Trattasi di una responsabilità estesa, che si estende, appunto, al di fuori dell’adempimento del singolo operatore. Il rapporto tra i soggetti coinvolti nella filiera, in ordine alla responsabilità estesa,  non deve essere inteso solo per le attività successive, ma altresì per quelle precedenti (estensione ascendente), sulla base del sistema del Testo unico ambientale che prevede una una “sommatoria di posizioni, in quanto volto ad escludere ogni possibilità di trasferimento a terzi dei propri obblighi da parte di ciascun soggetto coinvolto nella gestione dei rifiuti”.

A tutti gli operatori spetta quindi “il dovere generico di controllare il regolare svolgimento delle fasi, sia antecedenti che successive, a quella svolta”.

“Occorre tener conto, infatti, dei principi generali di responsabilizzazione e di cooperazione di tutti i soggetti coinvolti nel ciclo afferente alla gestione dei rifiuti, ai sensi del combinato disposto di cui al D.Lgs. n. 152 del 2006, artt. 178 e 188, e più in generale dei principi dell’ordinamento nazionale e comunitario, con particolare riferimento al principio comunitario “chi inquina paga”, di cui all’art. 174, par. 2, del trattato, e alla necessità di assicurare un elevato livello di tutela dell’ambiente, esigenza su cui si fonda, appunto, l’estensione della posizione di garanzia in capo ai soggetti in questione (tra le tante, v., nella giurisprudenza amministrativa: T.A.R. Venezia, sez. 3, 24/11/2009, n. 2968).

Del resto, prosegue la Corte, nell’argomentare sulla responsabilità del destinatario, una siffatta responsabilità è già insita nel concetto e nella responsabilità del detentore, che ricomprende “tutti i soggetti che svolgono attività di raccolta, di trasporto, di recupero, di smaltimento, di intermediazione e di commercio dei rifiuti”.
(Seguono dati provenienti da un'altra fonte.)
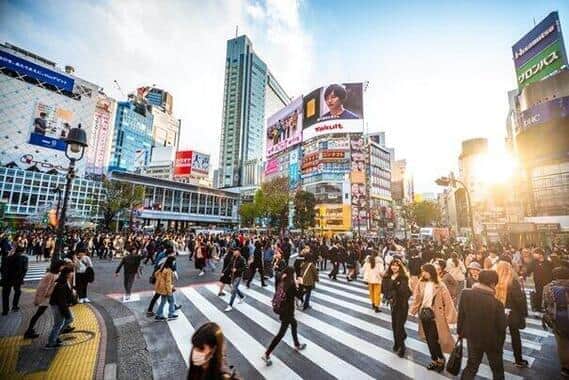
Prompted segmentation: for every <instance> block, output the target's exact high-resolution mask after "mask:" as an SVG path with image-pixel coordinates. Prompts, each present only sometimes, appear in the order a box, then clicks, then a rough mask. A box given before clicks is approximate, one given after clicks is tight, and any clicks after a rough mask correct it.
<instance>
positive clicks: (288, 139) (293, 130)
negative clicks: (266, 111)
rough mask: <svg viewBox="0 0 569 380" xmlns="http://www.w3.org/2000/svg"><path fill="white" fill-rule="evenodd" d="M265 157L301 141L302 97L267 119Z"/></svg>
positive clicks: (271, 154)
mask: <svg viewBox="0 0 569 380" xmlns="http://www.w3.org/2000/svg"><path fill="white" fill-rule="evenodd" d="M266 137H267V140H266V145H267V157H271V156H273V155H274V154H277V153H279V152H282V151H283V150H285V149H288V148H290V147H291V146H294V145H297V144H300V143H301V142H302V97H298V98H296V99H295V100H293V101H292V102H291V103H290V104H289V105H288V106H286V107H285V108H283V109H281V110H280V111H278V112H277V113H275V114H274V115H272V116H271V117H269V118H268V119H267V136H266Z"/></svg>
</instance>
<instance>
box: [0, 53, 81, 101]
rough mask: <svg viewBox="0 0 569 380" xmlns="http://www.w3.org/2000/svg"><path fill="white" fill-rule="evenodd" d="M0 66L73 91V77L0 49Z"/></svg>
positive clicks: (74, 81)
mask: <svg viewBox="0 0 569 380" xmlns="http://www.w3.org/2000/svg"><path fill="white" fill-rule="evenodd" d="M0 67H5V68H7V69H9V70H12V71H15V72H16V73H18V74H20V75H26V76H28V77H32V78H34V79H37V80H39V81H40V82H43V83H47V84H50V85H52V86H54V87H56V88H58V89H60V90H65V91H69V92H73V85H74V83H75V81H74V80H73V78H70V77H68V76H65V75H63V74H60V73H58V72H55V71H52V70H49V69H46V68H45V67H42V66H39V65H36V64H35V63H32V62H28V61H26V60H25V59H22V58H20V57H17V56H15V55H12V54H10V53H7V52H5V51H2V50H0Z"/></svg>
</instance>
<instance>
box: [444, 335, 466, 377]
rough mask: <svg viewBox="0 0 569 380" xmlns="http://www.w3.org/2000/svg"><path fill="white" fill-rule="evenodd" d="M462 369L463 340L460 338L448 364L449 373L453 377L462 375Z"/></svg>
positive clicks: (450, 353) (447, 364) (448, 361)
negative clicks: (462, 342) (459, 373)
mask: <svg viewBox="0 0 569 380" xmlns="http://www.w3.org/2000/svg"><path fill="white" fill-rule="evenodd" d="M461 367H462V339H461V338H459V339H458V340H457V341H456V343H455V345H454V349H453V350H452V352H451V353H450V356H449V358H448V362H447V372H448V373H450V374H451V375H453V376H457V375H458V374H459V373H460V368H461Z"/></svg>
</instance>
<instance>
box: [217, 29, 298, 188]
mask: <svg viewBox="0 0 569 380" xmlns="http://www.w3.org/2000/svg"><path fill="white" fill-rule="evenodd" d="M289 101H290V98H289V96H288V95H287V94H286V92H285V91H284V90H283V88H282V87H281V86H280V84H279V83H278V82H277V80H276V79H275V78H274V76H273V75H272V74H271V73H270V72H269V69H268V68H267V65H266V64H265V62H263V60H262V59H261V58H259V56H258V55H257V54H256V53H255V51H254V50H253V45H252V43H251V41H250V40H249V38H247V36H239V37H236V38H234V39H231V40H228V41H227V56H226V60H225V84H224V94H223V121H222V123H223V128H222V133H221V141H220V160H219V165H220V167H219V169H220V170H219V176H220V184H221V187H238V186H241V185H242V184H243V176H244V173H243V167H244V165H245V163H246V162H248V161H250V160H256V159H259V160H262V159H263V138H264V136H263V135H264V130H265V117H266V115H270V114H271V113H272V111H276V110H277V109H279V108H282V107H283V106H285V105H286V104H287V103H288V102H289ZM267 108H270V109H267Z"/></svg>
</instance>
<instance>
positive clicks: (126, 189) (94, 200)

La responsabilità penale per attività di gestione dei rifiuti non autorizzata, è ascrivibile anche in capo al destinatario che abbia accettato dei rifiuti senza avere preventivamente verificato in capo al trasportatore il possesso della necessaria iscrizione all’Albo Nazionale Gestori Ambientale.


1 Cass. pen. Sez. III, Sent. del 14-02-2020, n. 5912.